After re-reading that paragraph I need to stop and strike that image of students with bushy tails from my mind, too shudderingly squirrel related; although the odd student does have some potential for aggression, especially the girls, when tanked up on cheap college beer and blue cocktails. None have, as yet, attempted to bite me on the foot, but that may be because if they bent down they would fall over.
The Boo having lived and worked in the rougher areas of Hull whilst a student, informs me that the average female Cambridge student could not hold a candle let alone a can of Carlsberg Special Brew to a local Hull girl. These girls can wear tiny skirts, no tights, high heels and backless halter necks without a coat or a goose bump to protect them on a Saturday night out in sub zero temperatures. They can gut you with a glance and bone you with a flick of their eyeliner pencil. She tells me this with a measure of pride and respect for them. She believes they are born weatherproofed and tough. It was voted the crappiest town in England to live in and yet they come back fighting; you don’t mess with a Hull woman.

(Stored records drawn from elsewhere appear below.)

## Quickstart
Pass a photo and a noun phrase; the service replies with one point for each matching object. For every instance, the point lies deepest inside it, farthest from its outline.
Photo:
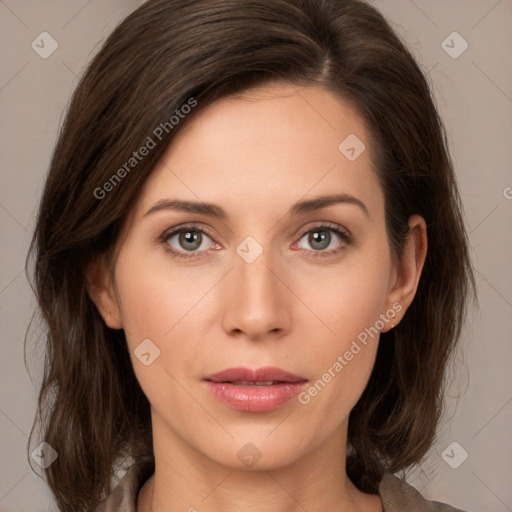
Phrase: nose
(257, 303)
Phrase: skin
(255, 155)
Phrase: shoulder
(124, 496)
(399, 496)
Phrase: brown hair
(91, 407)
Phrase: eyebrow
(213, 210)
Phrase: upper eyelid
(318, 224)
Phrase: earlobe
(100, 289)
(409, 267)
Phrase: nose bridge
(256, 302)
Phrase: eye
(325, 239)
(187, 239)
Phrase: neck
(186, 480)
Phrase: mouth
(260, 390)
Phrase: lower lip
(254, 398)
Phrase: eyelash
(342, 233)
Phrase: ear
(407, 271)
(99, 286)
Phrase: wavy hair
(91, 409)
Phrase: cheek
(348, 304)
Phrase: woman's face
(286, 273)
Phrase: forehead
(268, 146)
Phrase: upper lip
(263, 374)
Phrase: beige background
(474, 94)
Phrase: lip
(249, 397)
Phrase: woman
(231, 258)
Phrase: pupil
(190, 237)
(322, 238)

I wonder whether the poet Phillip Larkin, who was the librarian at Hull University for many years, ever messed or fantasised about Hull woman. Given the extent of his bursts of deep misogyny he may have been wise enough not to tangle with the local women, they would have made fish paste out of him. I think all of the women who supported and complicated his life where incomers; they were not bred within a short sniff of a trawler or a fish dock. The area around the University is actually suburbia with Methodist and Congregationalist Chapels on corners of mock French Boulevards and there is the odd tree. However sometimes he must have caught the bus clutching his umbrella and travelled through the dark interiors of Hull where the Cuprinol Amazons walked the streets pushing their sturdy babies in heavyweight pushchairs. I think Larkin and Hull may have suited each other; a cynical almost weary acceptance of how things are but a sense of fighting back, if only by the use of words and language.Hull women can be articulate and know about strategic use of language.

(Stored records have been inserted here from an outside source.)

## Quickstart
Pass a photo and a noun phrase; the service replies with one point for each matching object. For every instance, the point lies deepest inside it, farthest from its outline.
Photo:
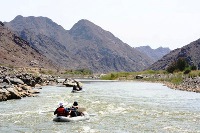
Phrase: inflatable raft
(72, 119)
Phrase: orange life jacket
(61, 111)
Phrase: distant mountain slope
(17, 52)
(154, 54)
(190, 52)
(85, 45)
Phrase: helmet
(60, 104)
(75, 103)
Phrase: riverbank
(16, 84)
(179, 80)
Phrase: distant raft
(72, 119)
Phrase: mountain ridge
(190, 53)
(154, 54)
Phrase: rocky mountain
(85, 45)
(15, 51)
(190, 52)
(154, 54)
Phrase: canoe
(75, 91)
(72, 119)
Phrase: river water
(115, 107)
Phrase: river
(114, 106)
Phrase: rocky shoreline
(188, 84)
(16, 85)
(191, 84)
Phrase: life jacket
(61, 111)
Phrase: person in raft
(77, 87)
(74, 110)
(61, 111)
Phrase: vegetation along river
(114, 106)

The Boo used to work in Boozebusters (a poetic gift of a coupling of person and place) in an area of Hull where cars are stolen and burnt by boys barely big enough to reach the pedals. She had her share of men buying £2.99 wine and a can of larger for his dog on a rope. It is tough there but life goes on, the postmen always deliver but sometimes in pairs in case they are mugged and the doctors on call out have police protection.
‘Work has to be done.
Postmen like doctors go from house to house’
The last two lines of Aubade Larkin’s last published poem prior to his death.
Larkin I feel would have been comfortable wandering in there to buy a bottle of something cheering at the end of a hard day in the book stacks juggling his women.